In [1]:
import pandas as pd

from sklearn import datasets
from sklearn.ensemble import RandomForestClassifier as RFC
from sklearn.ensemble import ExtraTreesClassifier as ETC

from bokeh.plotting import figure, show
from bokeh.io import output_notebook

In [2]:
def load_dataset_from_files(training, testing):
    training_data = datasets.load_svmlight_file(training)
    testing_data = datasets.load_svmlight_file(testing)
    X_train, y_train = training_data[0], training_data[1]
    X_test, y_test = testing_data[0], testing_data[1]
    return X_train, y_train, X_test, y_test

X_train, y_train, X_test, y_test = load_dataset_from_files('datasets/letter.scale.tr', 'datasets/letter.scale.t')

In [3]:
rfc = RFC(n_estimators=100, criterion="entropy", n_jobs=-1)
etc = ETC(n_estimators=100, criterion="entropy", n_jobs=-1)

In [4]:
train_sizes = [1000, 2000, 3000, 4000, 5000, 6000, 7000, 8000, 9000, 10500]

In [5]:
X_train_cases = []
y_train_cases = []
for size in train_sizes:
    X_train_cases.append(X_train[:size])
    y_train_cases.append(y_train[:size])

In [6]:
rfc_accuracies = []
rfc_node_count = []
rfc_tree_depth = []
etc_accuracies = []
etc_node_count = []
etc_tree_depth = []

In [7]:
def count_tree_depths(classifier):
    depths = [estimator.tree_.max_depth for estimator in classifier.estimators_]
    return sum(depths)/len(depths)

In [8]:
def count_nodes(classifier):
    node_counts = [estimator.tree_.node_count for estimator in classifier.estimators_]
    return sum(node_counts)/len(node_counts)

In [9]:
def train_classifier(X_train, y_train, classifier, accuracies, tree_depths, node_counts, X_test, y_test):
    for X, y in zip(X_train, y_train):
        classifier.fit(X, y)
        accuracies.append(classifier.score(X_test, y_test))
        tree_depths.append(count_tree_depths(classifier))
        node_counts.append(count_nodes(classifier))

In [10]:
train_classifier(X_train_cases, y_train_cases, rfc, rfc_accuracies, rfc_tree_depth, rfc_node_count, X_test, y_test)

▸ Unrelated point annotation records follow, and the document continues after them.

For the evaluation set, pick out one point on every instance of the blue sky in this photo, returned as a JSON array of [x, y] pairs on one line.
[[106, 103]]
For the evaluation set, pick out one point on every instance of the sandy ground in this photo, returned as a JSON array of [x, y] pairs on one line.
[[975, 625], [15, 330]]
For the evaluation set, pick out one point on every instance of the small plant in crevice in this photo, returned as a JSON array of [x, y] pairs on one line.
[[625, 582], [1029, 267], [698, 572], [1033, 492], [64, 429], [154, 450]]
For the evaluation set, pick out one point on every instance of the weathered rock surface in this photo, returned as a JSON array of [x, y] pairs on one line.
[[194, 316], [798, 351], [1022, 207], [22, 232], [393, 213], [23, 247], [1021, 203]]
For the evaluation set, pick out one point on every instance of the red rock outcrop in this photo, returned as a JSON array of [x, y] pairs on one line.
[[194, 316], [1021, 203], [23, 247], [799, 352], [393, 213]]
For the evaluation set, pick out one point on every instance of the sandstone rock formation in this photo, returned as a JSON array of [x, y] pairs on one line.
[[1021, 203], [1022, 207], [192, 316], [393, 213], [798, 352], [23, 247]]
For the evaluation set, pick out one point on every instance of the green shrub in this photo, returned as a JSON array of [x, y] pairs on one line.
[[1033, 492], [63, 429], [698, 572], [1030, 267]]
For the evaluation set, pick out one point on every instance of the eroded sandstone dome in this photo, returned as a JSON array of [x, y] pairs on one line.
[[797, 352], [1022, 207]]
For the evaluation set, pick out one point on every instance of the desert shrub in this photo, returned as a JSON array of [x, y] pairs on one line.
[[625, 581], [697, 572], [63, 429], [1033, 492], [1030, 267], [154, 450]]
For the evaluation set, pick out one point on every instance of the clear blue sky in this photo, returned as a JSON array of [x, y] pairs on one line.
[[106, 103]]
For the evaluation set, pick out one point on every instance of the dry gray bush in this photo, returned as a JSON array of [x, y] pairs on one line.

train_classifier(X_train_cases, y_train_cases, etc, etc_accuracies, etc_tree_depth, etc_node_count, X_test, y_test)

In [11]:
output_notebook()

In [12]:
p = figure(title="Letter dataset", x_axis_label="Train size", y_axis_label="Accuracy")
p.line(train_sizes, rfc_accuracies, legend="Random Forest", line_width=2, color="blue")
p.line(train_sizes, etc_accuracies, legend="Extremely Randomized Trees", line_width=2, color="red")
show(p)

In [13]:
q = figure(title="Letter dataset", x_axis_label="Train size", y_axis_label="Average # of nodes")
q.line(train_sizes, rfc_node_count, legend="Random Forest", line_width=2, color="blue")
q.line(train_sizes, etc_node_count, legend="Extremely Randomized Trees", line_width=2, color="red")
show(q)

In [14]:
r = figure(title="Letter dataset", x_axis_label="Train size", y_axis_label="Average tree depth")
r.line(train_sizes, rfc_tree_depth, legend="Random Forest", line_width=2, color="blue")
r.line(train_sizes, etc_tree_depth, legend="Extremely Randomized Trees", line_width=2, color="red")
show(r)